43 お別れ①
レストランでデーヴィド様と一緒にいらっしゃった女性は、王弟の末娘であるヴィクトリア様だとアンヌが教えてくれた。彼女は社交も積極的にこなし、とても顔が広いので色んなことを知っている。
ヴィクトリア様は私の二つ年上の二十歳だそうだ。歳の近い友好国の王子がいらっしゃらなかったため、婚約者が決まらず本人の希望で長期留学されていたそうだ。
美しい黒髪はウェーブがかかっており、大きな目と長いまつ毛、背は小さいのに優雅で可愛らしい魅力的な女性だった。とても二人はお似合いに見えた。
でも、振られてもいいから……自分の気持ちを伝えよう。
私はデーヴィド様に『週末、貴方の一日を私にいただけませんか?最後にお話したいことがあります』と手紙を書いた。返事がくるかはわからないが。

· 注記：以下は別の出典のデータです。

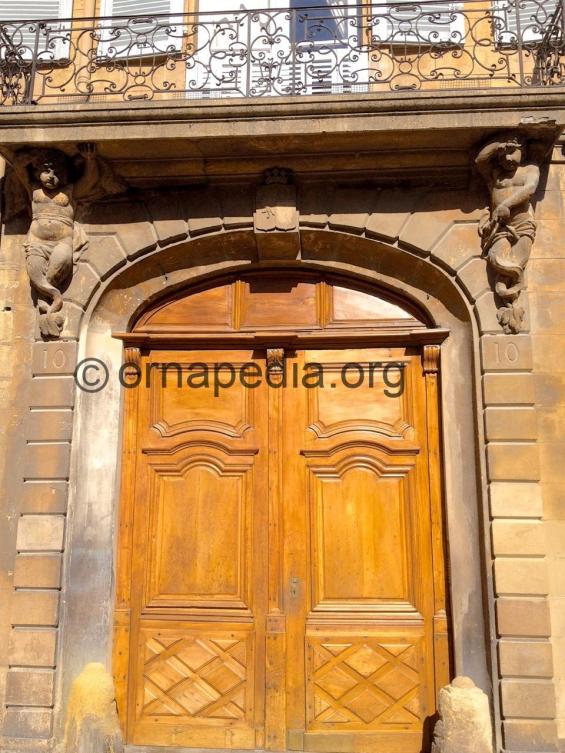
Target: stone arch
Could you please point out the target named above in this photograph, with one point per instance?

デーヴィド様にお会いする前に、ヘンリーさんにちゃんと自分の気持ちを伝えよう。
「ヘンリーさん、今日訓練が終わったら……お話したいことがあります」
その言葉を聞いて、彼は困ったような顔をした。
「ミシェルちゃんからの呼び出しとか、普段ならめちゃくちゃ嬉しいんだけど……なんか良い話じゃなさそうだよね」
私は何と言っていいのか、無言になってしまう。
「わかった。そんな顔しないで!笑って!終わったら門で待ってる」
ふっと笑顔になり頭をゴシゴシと撫でてくれる。
♢♢♢
訓練後、約束通りヘンリーさんは門で待っていた。何故か馬と一緒に立っている。
「あの……」
「これ俺の愛馬のアポロ、可愛いでしょ?でも俺以外には気性が荒いから気をつけて」
実は私は馬にも乗れるので、慣れている。アポロに近付き「初めまして」とよしよしと撫でたら、気持ちよさそうにしている。

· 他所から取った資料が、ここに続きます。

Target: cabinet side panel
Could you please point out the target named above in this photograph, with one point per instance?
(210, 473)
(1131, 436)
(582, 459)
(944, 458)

「アポロも君を好きみたいで良かった。これで振り落とされることはない。俺、君に見せたいものがあるんだ。一緒に行こう」
そう言って、アポロに二人で乗って駆けていく。風を切って走るのは気持ちがいい。
連れてきてもらったそこは、とても美しい一面の花畑だった。
「綺麗……」
「でしょ?ミシェルちゃん元気なかったから、連れてきたかったんだ」
彼は元気付けようとしてくれたのか……相変わらずとても優しい。
木陰に座ろうと言われ、アポロを木に括り近くに二人で座った。
「さあ、ここには誰もいないよ。なんでも話して」
彼は明るい声でそう言った。
「私……デーヴィド様が好きです。だから、ヘンリーさんのお気持ちには応えられません」
彼は真剣な顔でじっと私を見つめている。
「……団長、別の女と見合いしてるの知ってる?」
「知っています」
「俺じゃだめなの?団長は家のために公爵家夫人に相応しい人を探す義務がある。その点俺は三男だし一緒になっても、君はなんのしがらみもなく自由だよ?」
「だめ……なんです。彼が他の女性と一緒にいると思うだけで、胸が苦しいんです」
私ははっきりとそう言った。
「じゃあ、逆に俺が他の女の子といても胸が苦しくないってこと?」
「……はい」
「はは……そっか。それは……俺に脈はないね。だって君を好きな俺は、君が団長と話しているだけで胸が張り裂けそうに痛くて、苦しいんだから」
ヘンリーさんは辛そうな顔で無理矢理笑っていた。